Selbst die AfD zeigt keinen derartigen Fanatismus wie die CSU beim Kampf für die Prohibition. Eine “generelle Legalisierung” lehnt die AfD ab, befürwortet aber die medizinische Anwendung. Sogar als frei verkäufliches Medikament kann sich die AfD Cannabis vorstellen, wenn andere sich darum kümmern. Ungleichbehandlung von Cannabis und Alkohol lehnt die AfD ab. Für AfD-Verhältnisse einigermaßen progressive Ansätze, aber teilweise erscheinen die Statements wirr. Jedenfalls will die AfD das Thema eher anderen überlassen. Aber nicht EU und UN! Keine wirkliche Alternative für Hanffreunde.

Die SPD Bayern unterstützt den Reformkurs bei Cannabis, bleibt aber kurz vor einem klaren Bekenntnis zur Legalisierung stehen. Die Sozialdemokraten wollen sich erst die Ergebnisse der geplanten Modellprojekte anschauen, die sie auch in Bayern haben wollen. Korrekte Einstellung zum Führerscheinthema, mittelprächtige Aktivität im Landtag. Kann man wählen.

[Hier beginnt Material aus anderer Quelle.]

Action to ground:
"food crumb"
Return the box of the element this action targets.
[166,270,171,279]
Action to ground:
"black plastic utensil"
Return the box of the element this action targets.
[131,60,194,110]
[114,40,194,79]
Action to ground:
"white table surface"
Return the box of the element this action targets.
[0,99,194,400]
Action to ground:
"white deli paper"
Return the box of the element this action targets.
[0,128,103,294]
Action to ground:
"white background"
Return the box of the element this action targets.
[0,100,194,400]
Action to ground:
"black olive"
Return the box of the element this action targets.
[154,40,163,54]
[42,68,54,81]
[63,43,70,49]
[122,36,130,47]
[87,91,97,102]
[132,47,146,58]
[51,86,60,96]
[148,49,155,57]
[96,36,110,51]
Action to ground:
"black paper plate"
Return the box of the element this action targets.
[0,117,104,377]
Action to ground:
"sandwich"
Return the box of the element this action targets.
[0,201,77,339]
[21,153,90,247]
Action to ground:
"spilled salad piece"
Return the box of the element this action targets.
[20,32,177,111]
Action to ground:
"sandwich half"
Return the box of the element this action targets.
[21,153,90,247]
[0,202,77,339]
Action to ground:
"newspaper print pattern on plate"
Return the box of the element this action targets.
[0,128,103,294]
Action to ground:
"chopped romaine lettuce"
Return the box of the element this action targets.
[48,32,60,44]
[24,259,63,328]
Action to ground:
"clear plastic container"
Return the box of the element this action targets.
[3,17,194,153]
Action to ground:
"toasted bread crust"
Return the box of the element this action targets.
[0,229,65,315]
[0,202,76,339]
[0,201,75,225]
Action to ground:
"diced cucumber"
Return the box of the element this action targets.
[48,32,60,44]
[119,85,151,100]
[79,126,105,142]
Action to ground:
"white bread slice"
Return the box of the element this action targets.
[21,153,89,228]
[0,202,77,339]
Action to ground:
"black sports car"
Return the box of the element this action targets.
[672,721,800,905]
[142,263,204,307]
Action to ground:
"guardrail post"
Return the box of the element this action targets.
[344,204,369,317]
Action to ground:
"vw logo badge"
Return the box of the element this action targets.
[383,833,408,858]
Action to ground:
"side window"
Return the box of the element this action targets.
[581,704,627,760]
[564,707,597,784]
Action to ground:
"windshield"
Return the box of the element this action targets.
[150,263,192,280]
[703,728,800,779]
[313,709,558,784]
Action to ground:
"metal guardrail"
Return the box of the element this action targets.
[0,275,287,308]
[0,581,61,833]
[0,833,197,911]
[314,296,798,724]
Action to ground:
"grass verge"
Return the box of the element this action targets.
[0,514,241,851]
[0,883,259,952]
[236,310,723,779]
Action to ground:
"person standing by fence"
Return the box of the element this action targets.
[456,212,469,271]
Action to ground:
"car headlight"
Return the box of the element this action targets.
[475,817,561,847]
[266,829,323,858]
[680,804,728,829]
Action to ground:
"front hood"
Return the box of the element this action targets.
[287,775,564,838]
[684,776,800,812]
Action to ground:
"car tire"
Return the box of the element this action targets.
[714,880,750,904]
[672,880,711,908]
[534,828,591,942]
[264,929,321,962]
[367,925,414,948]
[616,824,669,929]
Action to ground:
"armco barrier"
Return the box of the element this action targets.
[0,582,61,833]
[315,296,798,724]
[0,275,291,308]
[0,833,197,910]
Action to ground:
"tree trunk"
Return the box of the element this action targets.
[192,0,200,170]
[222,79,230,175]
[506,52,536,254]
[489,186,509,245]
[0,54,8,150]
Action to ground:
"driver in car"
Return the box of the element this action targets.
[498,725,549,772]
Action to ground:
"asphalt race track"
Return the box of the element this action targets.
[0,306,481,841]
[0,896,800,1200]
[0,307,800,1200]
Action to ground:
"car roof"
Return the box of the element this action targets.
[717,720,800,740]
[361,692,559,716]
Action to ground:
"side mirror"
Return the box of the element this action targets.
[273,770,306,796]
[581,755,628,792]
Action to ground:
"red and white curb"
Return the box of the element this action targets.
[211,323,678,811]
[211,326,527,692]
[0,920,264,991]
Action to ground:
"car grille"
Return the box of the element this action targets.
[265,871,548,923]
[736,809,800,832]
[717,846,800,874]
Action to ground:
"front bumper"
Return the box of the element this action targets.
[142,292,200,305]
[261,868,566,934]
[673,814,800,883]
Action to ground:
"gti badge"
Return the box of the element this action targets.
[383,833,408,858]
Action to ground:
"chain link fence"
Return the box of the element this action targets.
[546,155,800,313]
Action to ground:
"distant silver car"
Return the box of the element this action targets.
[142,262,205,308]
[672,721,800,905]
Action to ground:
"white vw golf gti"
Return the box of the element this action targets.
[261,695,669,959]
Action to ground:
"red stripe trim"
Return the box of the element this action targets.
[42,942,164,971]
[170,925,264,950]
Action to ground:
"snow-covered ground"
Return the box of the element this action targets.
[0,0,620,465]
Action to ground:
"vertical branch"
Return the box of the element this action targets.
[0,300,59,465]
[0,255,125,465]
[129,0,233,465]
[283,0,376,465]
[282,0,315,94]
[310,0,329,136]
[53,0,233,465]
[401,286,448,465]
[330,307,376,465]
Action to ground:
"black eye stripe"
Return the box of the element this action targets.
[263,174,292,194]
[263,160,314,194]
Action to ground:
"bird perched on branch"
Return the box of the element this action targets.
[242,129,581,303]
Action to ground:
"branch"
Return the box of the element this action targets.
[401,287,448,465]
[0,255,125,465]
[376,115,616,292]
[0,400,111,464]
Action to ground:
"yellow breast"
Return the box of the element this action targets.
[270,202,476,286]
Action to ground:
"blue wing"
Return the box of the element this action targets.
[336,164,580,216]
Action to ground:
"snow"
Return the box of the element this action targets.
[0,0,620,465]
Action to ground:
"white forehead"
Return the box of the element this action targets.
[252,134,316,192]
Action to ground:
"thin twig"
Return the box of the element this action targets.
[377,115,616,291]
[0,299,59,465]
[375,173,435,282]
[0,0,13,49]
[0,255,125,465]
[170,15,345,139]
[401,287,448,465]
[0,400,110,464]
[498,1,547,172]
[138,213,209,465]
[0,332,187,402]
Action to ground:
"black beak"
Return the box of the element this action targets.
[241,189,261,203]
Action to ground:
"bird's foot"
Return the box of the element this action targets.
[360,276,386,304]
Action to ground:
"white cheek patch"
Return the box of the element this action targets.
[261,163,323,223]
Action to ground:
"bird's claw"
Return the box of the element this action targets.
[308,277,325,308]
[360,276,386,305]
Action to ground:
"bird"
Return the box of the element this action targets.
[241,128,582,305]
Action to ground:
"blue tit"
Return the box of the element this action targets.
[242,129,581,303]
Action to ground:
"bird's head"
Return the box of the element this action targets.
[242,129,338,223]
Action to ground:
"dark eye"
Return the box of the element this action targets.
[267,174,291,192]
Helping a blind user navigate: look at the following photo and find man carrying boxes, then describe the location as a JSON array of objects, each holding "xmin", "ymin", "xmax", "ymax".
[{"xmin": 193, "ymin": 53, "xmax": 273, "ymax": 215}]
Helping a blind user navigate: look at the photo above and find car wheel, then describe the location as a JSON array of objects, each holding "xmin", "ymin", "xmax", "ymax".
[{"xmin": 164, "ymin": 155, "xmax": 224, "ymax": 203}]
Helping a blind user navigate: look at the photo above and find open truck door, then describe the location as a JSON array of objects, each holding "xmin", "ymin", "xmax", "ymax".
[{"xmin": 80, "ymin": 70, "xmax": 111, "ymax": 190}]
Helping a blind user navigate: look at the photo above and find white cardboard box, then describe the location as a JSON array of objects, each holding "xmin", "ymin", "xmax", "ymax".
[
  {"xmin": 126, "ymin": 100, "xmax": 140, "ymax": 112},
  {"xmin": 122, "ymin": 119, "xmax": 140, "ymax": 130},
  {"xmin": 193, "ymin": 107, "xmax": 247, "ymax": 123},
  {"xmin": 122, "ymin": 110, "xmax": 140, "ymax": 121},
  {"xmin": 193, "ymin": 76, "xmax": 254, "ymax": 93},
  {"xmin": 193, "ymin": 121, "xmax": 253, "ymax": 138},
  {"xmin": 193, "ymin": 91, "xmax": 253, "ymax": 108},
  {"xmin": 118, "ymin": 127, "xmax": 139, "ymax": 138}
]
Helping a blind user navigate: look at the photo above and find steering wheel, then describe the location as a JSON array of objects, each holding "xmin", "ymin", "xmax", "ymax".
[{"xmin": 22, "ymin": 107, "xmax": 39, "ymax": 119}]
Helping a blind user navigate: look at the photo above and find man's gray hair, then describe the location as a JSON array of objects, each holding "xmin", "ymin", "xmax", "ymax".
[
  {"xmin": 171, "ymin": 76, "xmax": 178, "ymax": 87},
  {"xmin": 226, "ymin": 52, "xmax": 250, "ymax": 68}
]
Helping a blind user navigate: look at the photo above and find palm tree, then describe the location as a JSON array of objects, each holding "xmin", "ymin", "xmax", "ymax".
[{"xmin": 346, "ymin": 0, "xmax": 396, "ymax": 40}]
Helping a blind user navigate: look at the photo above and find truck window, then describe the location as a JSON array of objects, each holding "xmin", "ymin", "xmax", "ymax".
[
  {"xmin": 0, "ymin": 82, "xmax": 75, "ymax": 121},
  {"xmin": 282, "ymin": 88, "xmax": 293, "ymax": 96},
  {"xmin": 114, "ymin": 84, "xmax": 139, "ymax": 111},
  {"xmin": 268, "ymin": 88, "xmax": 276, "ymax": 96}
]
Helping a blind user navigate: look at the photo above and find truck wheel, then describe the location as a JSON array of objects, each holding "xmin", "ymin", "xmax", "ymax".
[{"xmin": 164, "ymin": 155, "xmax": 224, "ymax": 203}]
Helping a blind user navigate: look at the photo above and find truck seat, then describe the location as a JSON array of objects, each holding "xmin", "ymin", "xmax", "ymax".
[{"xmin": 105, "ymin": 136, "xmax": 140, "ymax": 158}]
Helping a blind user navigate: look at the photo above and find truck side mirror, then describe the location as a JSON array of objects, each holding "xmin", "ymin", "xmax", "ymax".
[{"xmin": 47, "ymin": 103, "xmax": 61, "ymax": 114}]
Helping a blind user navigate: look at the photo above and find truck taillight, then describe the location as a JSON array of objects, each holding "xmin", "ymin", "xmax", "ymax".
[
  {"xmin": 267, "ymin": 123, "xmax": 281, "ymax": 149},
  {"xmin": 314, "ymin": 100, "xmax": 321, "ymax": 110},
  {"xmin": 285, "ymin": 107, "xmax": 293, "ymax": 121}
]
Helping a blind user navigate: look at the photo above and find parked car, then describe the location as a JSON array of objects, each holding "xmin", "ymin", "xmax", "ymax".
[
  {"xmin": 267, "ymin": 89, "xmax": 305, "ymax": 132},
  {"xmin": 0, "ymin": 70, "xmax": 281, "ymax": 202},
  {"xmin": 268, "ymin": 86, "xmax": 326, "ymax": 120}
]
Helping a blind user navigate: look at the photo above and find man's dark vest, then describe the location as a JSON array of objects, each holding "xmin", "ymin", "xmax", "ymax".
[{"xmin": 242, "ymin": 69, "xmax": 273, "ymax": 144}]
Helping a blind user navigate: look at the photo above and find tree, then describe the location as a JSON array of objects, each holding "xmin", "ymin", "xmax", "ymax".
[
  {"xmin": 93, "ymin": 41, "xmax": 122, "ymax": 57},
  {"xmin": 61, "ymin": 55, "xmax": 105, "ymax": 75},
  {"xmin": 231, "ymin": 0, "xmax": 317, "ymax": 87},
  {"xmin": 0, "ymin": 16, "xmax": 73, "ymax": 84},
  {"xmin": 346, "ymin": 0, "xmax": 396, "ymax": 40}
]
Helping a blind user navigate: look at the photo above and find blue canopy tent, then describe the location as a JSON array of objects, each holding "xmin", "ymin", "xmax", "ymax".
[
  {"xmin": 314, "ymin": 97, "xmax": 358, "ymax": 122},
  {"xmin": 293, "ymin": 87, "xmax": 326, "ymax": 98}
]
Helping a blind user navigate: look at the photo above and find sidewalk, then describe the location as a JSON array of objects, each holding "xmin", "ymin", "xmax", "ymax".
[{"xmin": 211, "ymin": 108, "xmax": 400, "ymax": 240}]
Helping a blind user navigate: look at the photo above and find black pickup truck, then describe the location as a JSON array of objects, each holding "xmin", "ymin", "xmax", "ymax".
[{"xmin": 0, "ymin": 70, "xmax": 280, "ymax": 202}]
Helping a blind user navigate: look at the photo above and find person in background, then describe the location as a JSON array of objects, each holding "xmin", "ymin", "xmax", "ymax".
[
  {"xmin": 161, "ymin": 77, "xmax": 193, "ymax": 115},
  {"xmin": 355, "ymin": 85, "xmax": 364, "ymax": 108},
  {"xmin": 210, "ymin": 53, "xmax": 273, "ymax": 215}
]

Die Grünen in Bayern unterstützen den Reformkurs der Bundesregierung, halten aber eine vollständige Legalisierung für “derzeit nicht umsetzbar”. Dafür greifen sie unsere alte Forderung auf, dass die Bundesländer schon im Voraus die “Geringe Menge” anheben sollen, um die Zeit bis zum Bundesgesetz zu überbrücken. Im Parlament haben sie Drogenpolitik aktiv bearbeitet. Sie verschenken aber ein paar Punkte durch schludrige Antworten auf unsere Wahlprüfsteine, aber es spricht nichts gegen ein Kreuzchen bei den Grünen.

Die FDP ist der große Überraschungssieger in diesem Vergleich. Überraschend, weil die Liberalen das selten schaffen. Überzeugend in allen Punkten: Gutes Programm, gute Antworten auf die Wahlprüfsteine, aktiv im Parlament. Schade, dass die FDP nicht überall so gut aufgestellt ist wie in Bayern! Klare Wahlempfehlung!

Sagt den Parteien eure Meinung!

Was auch immer ihr wählt, teilt den Parteien eure Meinung mit!

Deshalb nun der vielleicht wichtigste Hinweis zum Schluss: Jeder, dem Cannabispolitik am Herzen liegt, sollte den Parteien mitteilen, warum er sie gewählt oder nicht gewählt hat. Das erhöht das Gewicht einer einzelnen Stimme enorm! Es reicht ein Einzeiler wie:

SPD, Grüne, FDP: “Ich habe Ihnen diesmal meine Stimme gegeben, weil Sie sich für die Legalisierung von Cannabis einsetzen und erwarte von Ihnen, dass Sie das Thema die nächsten vier Jahre auch voranbringen!”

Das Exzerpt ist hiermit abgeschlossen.